Тогда, собрав всё свое терпение и мужество, префект очень тихо, но при этом внятно сказал:
- Слушай, старичок! Прямо тебе скажу! О тебе здесь сложилось очень плохое мнение. Был бы у тебя хотя бы верный след!.. В таком случае, должен признать, я бы изменил своё мнение и...
- Нет у меня следа!.. – ответил Рыжкони, не дав Сёжу договорить и окончательно испортить отношения, - Сегодня я надеялся, что по крайней мере две версии сработают. Так вот, ничего не вышло! Всё лопнуло прямо у меня в руках!
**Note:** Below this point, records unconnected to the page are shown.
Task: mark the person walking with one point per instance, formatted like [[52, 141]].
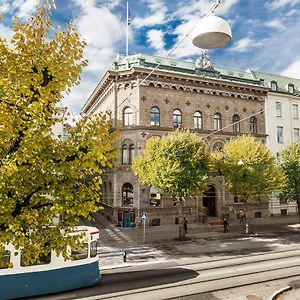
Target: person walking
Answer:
[[225, 225]]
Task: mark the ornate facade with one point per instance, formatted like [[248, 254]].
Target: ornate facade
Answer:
[[151, 96]]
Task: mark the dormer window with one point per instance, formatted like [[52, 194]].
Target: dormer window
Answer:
[[274, 86], [291, 88]]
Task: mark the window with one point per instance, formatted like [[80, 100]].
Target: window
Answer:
[[296, 135], [177, 118], [131, 153], [279, 134], [253, 125], [5, 260], [236, 123], [274, 86], [217, 121], [127, 194], [291, 88], [154, 116], [154, 197], [197, 120], [127, 116], [81, 253], [125, 158], [278, 109], [295, 111]]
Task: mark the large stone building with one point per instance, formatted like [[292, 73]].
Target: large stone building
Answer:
[[282, 125], [151, 96]]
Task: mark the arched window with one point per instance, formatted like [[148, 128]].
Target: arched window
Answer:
[[154, 116], [124, 154], [127, 194], [198, 120], [127, 116], [236, 123], [274, 86], [217, 121], [253, 124], [177, 118], [131, 153]]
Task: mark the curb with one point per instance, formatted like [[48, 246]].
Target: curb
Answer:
[[280, 292]]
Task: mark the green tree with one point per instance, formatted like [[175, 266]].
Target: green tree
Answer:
[[42, 177], [176, 164], [250, 170], [290, 164]]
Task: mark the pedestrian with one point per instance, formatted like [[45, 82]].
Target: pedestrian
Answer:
[[185, 225], [225, 224]]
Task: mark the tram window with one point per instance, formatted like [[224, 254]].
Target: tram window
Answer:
[[93, 252], [42, 260], [82, 253], [5, 260]]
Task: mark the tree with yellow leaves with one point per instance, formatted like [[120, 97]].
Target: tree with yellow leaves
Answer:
[[42, 177]]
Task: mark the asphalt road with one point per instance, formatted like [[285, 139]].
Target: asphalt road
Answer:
[[205, 269]]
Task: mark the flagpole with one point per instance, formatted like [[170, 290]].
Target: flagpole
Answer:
[[127, 18]]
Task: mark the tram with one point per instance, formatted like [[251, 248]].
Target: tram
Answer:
[[54, 274]]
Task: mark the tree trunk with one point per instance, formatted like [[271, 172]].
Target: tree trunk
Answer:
[[180, 218]]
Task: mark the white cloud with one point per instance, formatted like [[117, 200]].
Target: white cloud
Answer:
[[4, 7], [293, 70], [6, 32], [276, 4], [245, 45], [276, 23], [157, 15], [156, 39]]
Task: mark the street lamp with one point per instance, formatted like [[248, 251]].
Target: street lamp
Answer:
[[212, 31]]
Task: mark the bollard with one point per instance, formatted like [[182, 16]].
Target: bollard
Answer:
[[124, 255]]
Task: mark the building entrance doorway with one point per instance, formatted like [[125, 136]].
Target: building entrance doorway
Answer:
[[209, 201]]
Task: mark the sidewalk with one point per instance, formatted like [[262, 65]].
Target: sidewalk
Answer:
[[168, 233]]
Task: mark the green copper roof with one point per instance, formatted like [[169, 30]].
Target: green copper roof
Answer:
[[184, 67], [282, 81]]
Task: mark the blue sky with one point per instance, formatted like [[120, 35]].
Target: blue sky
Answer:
[[266, 34]]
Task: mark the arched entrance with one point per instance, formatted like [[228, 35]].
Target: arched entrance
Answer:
[[209, 201]]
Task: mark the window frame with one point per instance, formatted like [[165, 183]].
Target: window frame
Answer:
[[177, 118], [291, 88], [130, 153], [274, 86], [198, 120], [217, 121], [279, 134], [236, 125], [295, 111], [127, 192], [127, 116], [278, 109], [253, 124], [296, 133]]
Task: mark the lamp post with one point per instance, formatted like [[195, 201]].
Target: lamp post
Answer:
[[243, 219]]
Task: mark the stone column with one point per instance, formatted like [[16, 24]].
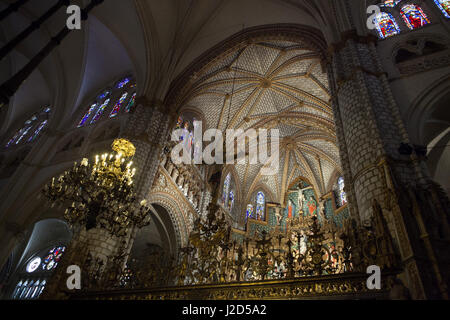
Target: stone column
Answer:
[[148, 129], [370, 133]]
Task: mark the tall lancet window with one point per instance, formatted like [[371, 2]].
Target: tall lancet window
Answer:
[[114, 101], [31, 129], [249, 212], [444, 6], [260, 206], [386, 25], [231, 200], [226, 190], [414, 16]]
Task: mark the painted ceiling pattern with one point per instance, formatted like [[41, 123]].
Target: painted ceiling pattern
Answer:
[[272, 84]]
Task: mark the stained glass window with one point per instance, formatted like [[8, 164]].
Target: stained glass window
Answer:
[[341, 193], [100, 111], [413, 16], [260, 206], [131, 103], [444, 6], [54, 256], [123, 83], [249, 212], [38, 131], [29, 289], [33, 265], [104, 95], [231, 200], [179, 123], [23, 134], [14, 138], [87, 115], [119, 103], [390, 3], [386, 25], [31, 129], [226, 188]]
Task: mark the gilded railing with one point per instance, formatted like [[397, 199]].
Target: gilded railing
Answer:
[[342, 286]]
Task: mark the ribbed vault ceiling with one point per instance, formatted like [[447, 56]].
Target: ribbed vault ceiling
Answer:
[[272, 84]]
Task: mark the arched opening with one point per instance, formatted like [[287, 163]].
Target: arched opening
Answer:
[[34, 260]]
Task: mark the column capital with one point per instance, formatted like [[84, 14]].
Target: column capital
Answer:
[[350, 35]]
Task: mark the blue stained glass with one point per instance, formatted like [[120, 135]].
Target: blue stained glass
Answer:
[[13, 139], [131, 103], [444, 6], [123, 83], [260, 203], [386, 25], [226, 188], [23, 134], [104, 95], [231, 200], [413, 16], [87, 115], [390, 3], [342, 194], [119, 103], [249, 212], [38, 131], [100, 111]]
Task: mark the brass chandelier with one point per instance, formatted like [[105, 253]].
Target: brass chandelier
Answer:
[[100, 193]]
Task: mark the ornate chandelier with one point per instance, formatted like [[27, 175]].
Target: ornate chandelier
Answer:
[[100, 193]]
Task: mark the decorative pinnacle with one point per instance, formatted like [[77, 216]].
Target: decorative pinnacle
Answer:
[[123, 147]]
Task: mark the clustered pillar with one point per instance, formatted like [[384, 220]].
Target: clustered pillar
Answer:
[[370, 133]]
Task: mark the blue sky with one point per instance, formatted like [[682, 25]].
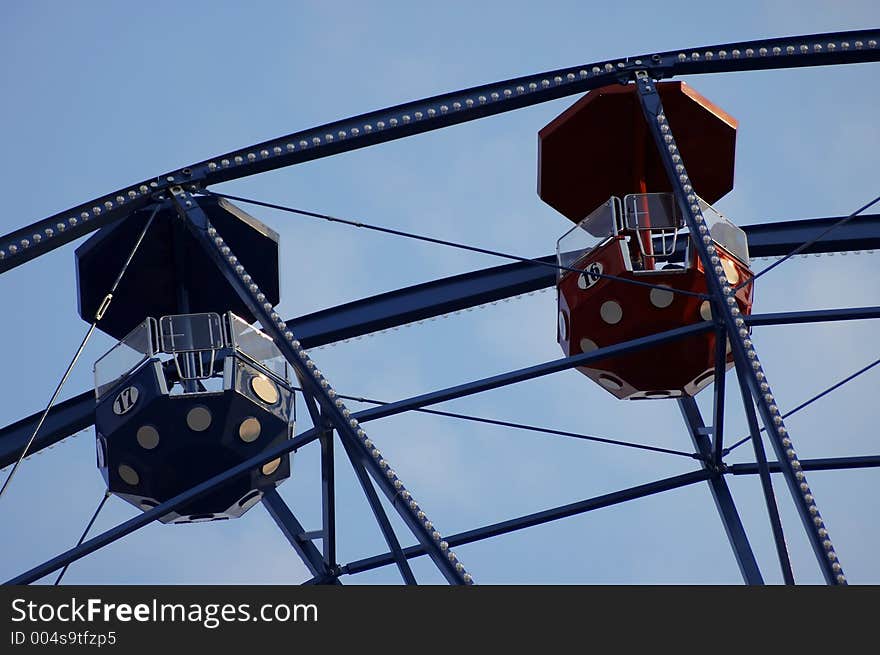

За ужином Рыжкони и Гудел Бракодел взялись за методу Геркулеса Пуаро и вновь постарались в подробностях восстановить события последнего дня: более или менее расплывчатые лица, проходившие перед их затуманенным взором, раздражённое и высокомерное лицо префект-прокуратора, взволнованное лицо доктора, жалкое и беспокойное - его жены, лечившейся (от чего?) в Трюхляндской больнице, нервная и решительная Людовика... И Дальмина, которая, к великому отчаянию своего жениха, видит по ночам беспокойные сны - кстати, они что, уже спят вместе? И этот намёк насчёт префект-прокуратора - какая-нибудь история, которую замяли? И этот человек, который спрыгнул с корабля только для того, чтобы выстрелить в Рыжкони и умереть! А хозяин гостиницы, у которого уже было три жены.
- Кстати, а как наш гостиничный держатель избавился от жены?..
- Этот пройдоха сначала женился на фермерше, но она утонула (при очень загадочных обстоятельствах). Затем он стал мужем дочери винодела, они погибли при пожаре на чердаке охотничьего домика на западном побережье (впрочем, наш друг составил себе неплохое алиби). Потом он женился на вдове – владелице этой гостиницы. Последняя была старше него лет на двадцать и очень любила выпить. А так как она была ещё и ревнива как морской дьявол, то он и успокаивал жёнушку определёнными дозами креплёного вина. Непонятно? Он давал ей бокал другой с утра, и частенько сразу же после завтрака она укладывалась в постель. Менее чем за пять лет печень её превратилась в камень, и он устроил ей пышные похороны!
- Да, - покачал головой В-тапках-на-подушку, - У этого хватило бы духу убить и двадцать жён!

ПИСЬМА ДОНА РЫЖКОНИ
Этим утром доктор Амброзоу вошёл в комнату своего пациента с торжественной серьёзностью и некоторым пренебрежением. Слегка кивнул выходившему Гуделу, он молча поставил свой чемоданчик на ночной столик.
- Разумеется, - начал доктор, - я до конца исполню свой долг по отношению к раненому, каковым вы являетесь. Только прошу вас учесть, что отныне этим наши отношения и ограничатся. Кроме того, прошу вас зарубить у себя на носу, что, поскольку у вас нет официальных полномочий, я запрещаю вам беспокоить членов моей семьи и, вообще, я настоятельно рекомендую вам воспользоваться выпиской и отбыть отдыхать на виллу к вашему другу. Мадам Рыжкони, как я понимаю, снова вас бросила – впрочем, я её не осуждаю.
Конец осмотра прошёл в молчании, и так же молча доктор уложил инструменты в чемодан, вымыл руки. И только уходя, он вновь посмотрел Рыжкони прямо в лицо - осмотр раны причинил ему больше боли, чем вчера, и это был плохой знак. С другой стороны, что он хотел? Вчера же он вместо того, чтобы лежать и выздоравливать полдня маршировал по пригороду в женском платье!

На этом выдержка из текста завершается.